Session 1: Participatory Modeling for Sustainable Water Resource Management

9:30 AM - 10:50 AM | Room 62 (Lower level)

Blue Accounting: Participatory System Modeling For Great Lakes Water Quality

Samuel Molnar and Steve Cole
Great Lakes Commission

In 2013, Great Lakes governors and the premier of Ontario called for a comprehensive approach to monitoring the results of investments in Great Lakes water resources. In response to this call, the Blue Accounting strategy is a participatory system modeling program which supports the development of consensus-based goals for Great Lakes water resources management, then creates, maintains and delivers measures of progress (“metrics”) toward these goals through a basin-wide information architecture.

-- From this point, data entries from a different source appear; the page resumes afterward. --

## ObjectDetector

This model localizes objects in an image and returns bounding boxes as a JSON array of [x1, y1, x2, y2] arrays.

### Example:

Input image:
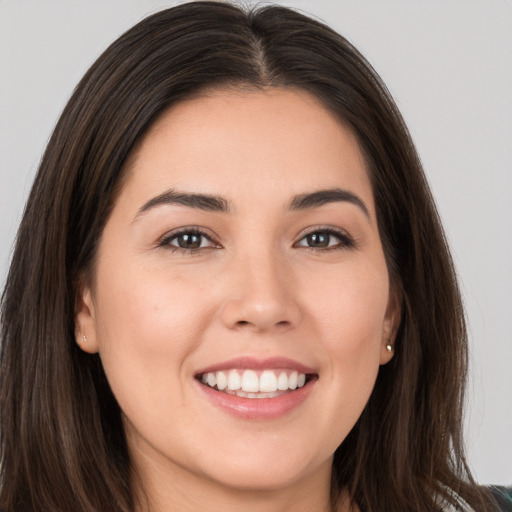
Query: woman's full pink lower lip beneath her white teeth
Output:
[[197, 379, 316, 420]]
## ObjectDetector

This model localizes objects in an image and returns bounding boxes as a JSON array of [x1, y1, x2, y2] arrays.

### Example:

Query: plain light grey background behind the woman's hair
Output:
[[0, 0, 512, 485]]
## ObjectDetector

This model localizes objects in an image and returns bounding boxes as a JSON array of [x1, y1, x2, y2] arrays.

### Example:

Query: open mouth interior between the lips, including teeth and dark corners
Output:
[[196, 369, 316, 399]]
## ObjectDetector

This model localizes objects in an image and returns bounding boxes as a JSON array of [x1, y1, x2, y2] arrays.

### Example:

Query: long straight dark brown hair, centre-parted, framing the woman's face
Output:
[[0, 2, 496, 512]]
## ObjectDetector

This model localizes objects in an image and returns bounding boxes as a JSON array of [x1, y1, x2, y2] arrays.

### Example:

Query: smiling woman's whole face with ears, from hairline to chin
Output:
[[77, 89, 397, 500]]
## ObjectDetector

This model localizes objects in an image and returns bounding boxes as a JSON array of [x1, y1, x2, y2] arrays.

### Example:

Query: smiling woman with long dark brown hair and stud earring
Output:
[[0, 2, 504, 512]]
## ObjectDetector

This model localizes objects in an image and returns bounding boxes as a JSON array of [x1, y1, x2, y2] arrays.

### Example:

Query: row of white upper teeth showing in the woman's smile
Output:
[[201, 369, 306, 393]]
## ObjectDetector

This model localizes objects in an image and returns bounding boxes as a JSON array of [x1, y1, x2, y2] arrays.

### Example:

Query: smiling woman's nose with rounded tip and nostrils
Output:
[[222, 251, 301, 332]]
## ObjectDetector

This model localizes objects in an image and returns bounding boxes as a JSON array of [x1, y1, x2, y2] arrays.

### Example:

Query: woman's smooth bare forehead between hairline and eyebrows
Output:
[[125, 89, 373, 214]]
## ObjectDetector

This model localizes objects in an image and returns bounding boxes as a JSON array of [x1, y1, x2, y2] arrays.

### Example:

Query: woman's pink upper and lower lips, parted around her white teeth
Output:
[[196, 357, 317, 421]]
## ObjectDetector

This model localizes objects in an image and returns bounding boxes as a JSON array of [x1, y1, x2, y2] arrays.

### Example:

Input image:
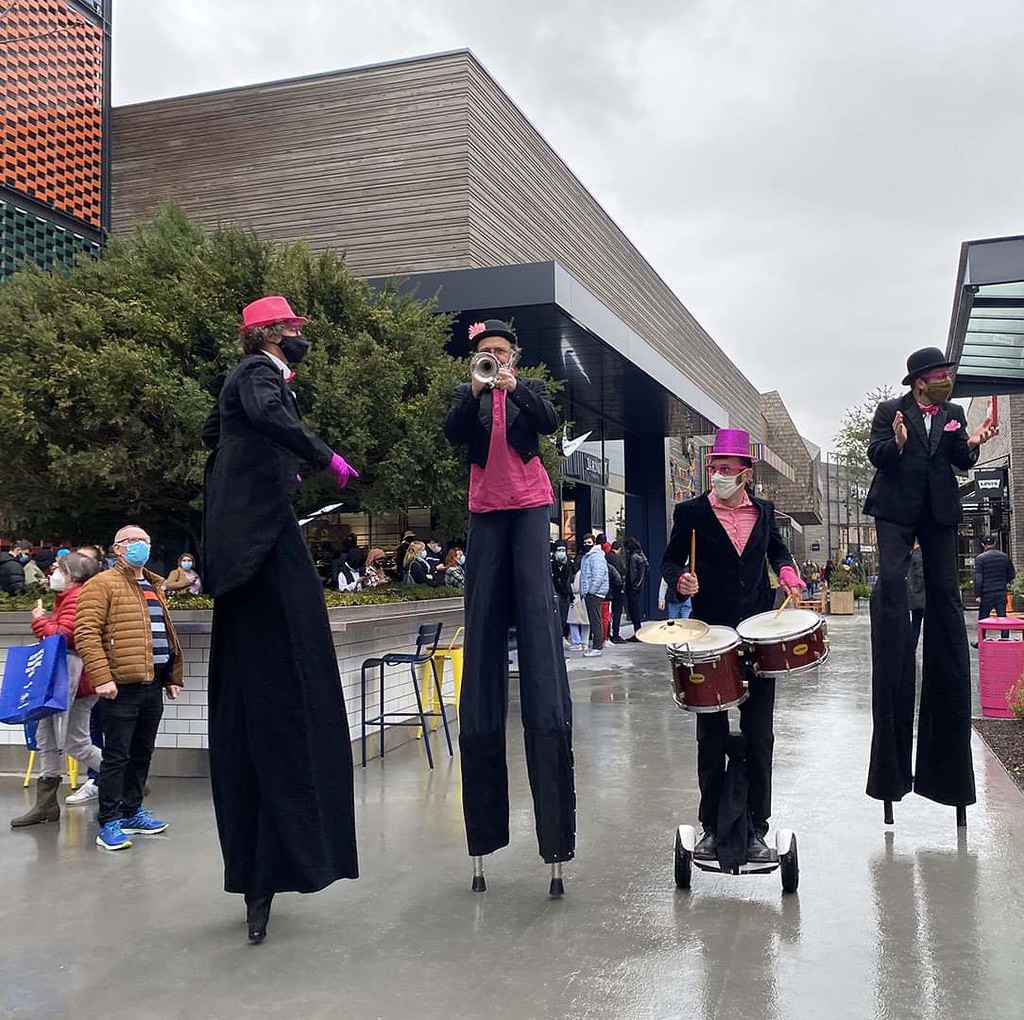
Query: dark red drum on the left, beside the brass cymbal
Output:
[[669, 627, 748, 712]]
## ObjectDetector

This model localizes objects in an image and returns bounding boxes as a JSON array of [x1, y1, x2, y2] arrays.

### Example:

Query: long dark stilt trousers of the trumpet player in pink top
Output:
[[459, 507, 575, 863]]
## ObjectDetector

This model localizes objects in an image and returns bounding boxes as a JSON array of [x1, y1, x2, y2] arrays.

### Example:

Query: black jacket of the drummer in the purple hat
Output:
[[662, 493, 796, 627]]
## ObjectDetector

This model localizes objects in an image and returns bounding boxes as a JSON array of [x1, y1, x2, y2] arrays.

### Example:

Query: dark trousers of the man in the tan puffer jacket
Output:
[[96, 680, 164, 825]]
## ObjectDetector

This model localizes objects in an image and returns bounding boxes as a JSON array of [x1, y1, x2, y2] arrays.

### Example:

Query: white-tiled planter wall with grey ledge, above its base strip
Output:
[[0, 602, 463, 748]]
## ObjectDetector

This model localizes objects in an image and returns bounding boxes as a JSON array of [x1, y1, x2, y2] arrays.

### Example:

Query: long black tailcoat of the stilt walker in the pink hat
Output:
[[203, 354, 334, 596]]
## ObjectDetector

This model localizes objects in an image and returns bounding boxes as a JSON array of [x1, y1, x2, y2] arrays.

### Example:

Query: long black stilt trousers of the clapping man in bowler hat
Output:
[[867, 515, 976, 805]]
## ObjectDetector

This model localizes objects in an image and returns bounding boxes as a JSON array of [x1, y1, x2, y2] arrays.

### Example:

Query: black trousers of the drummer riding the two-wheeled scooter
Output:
[[697, 676, 775, 836]]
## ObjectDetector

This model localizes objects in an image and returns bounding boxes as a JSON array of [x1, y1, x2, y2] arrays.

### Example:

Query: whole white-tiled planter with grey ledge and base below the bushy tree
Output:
[[0, 597, 463, 776]]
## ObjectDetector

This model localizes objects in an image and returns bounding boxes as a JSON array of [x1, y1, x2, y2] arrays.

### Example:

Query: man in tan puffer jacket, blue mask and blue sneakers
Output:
[[75, 524, 182, 850]]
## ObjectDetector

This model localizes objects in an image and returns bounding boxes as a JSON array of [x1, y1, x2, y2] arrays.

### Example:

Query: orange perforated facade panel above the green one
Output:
[[0, 0, 103, 227]]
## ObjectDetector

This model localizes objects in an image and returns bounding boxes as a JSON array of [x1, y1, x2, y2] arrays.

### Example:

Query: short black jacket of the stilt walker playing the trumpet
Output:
[[444, 379, 558, 467]]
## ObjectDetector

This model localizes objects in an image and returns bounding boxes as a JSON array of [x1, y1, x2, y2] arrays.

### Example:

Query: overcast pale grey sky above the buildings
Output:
[[113, 0, 1024, 448]]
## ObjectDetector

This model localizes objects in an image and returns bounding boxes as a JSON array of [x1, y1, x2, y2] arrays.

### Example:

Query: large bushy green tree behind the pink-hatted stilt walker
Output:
[[0, 206, 556, 542]]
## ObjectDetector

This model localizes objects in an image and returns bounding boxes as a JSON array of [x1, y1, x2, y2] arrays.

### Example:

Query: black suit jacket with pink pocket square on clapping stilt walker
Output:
[[864, 393, 978, 525]]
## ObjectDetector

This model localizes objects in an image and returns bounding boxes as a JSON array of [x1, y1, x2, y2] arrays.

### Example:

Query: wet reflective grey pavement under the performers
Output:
[[0, 613, 1024, 1020]]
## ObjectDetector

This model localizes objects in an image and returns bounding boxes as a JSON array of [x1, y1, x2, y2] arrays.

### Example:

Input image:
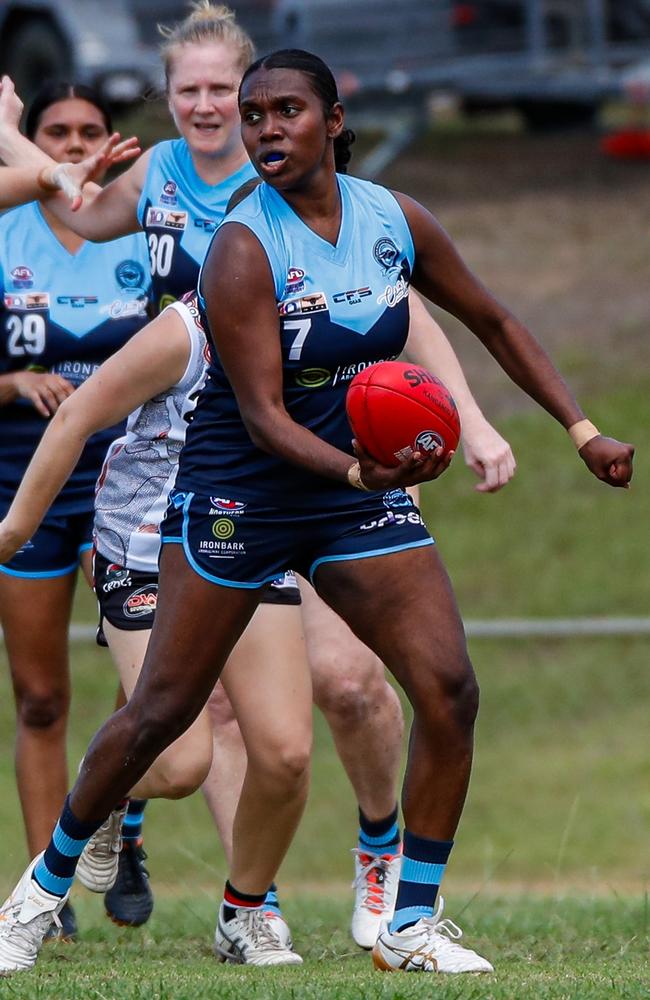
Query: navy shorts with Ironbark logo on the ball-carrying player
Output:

Participatory System Dynamics for Sustainable Water Resource Management: Case Study—Updating and Testing the Palouse Basin Participatory Model

Korey Lynn Woodley
Washington State University

In order to address complex environmental and social concerns, many agencies and communities are turning to participatory system dynamics modeling techniques. The Palouse Basin participatory model, established by Allyson Beall King at Washington State University, was developed in a collaborative manner by various agencies in order to balance various social values. It was designed to be used as both an educational tool and a decision support tool. This research revolves around updating the model with the newest Palouse Basin data and increasing the usability of the model by seeking feedback from users on its interface.

Collaborative Modeling in the Spokane River Basin: Engaging Stakeholders to Explore Basin-Wide Water Management Strategies

Melanie Thornton and Allyson Beall King
Washington State University

Complex issues related to climate change cannot be understood from a single disciplinary perspective, thus collaboration among diverse perspectives is essential for addressing water resource management strategies. This research focuses on a collaborative modeling project in the Spokane River Basin that will allow stakeholders and scientists to jointly address regional water resource management decisions. We developed a collaborative hydrologic model, based in OASIS software, that integrates technical scientific information with local knowledge and interests to explore basin-wide management strategies. This participatory process aims to better understand how water resource decisions may change in the context of climate change.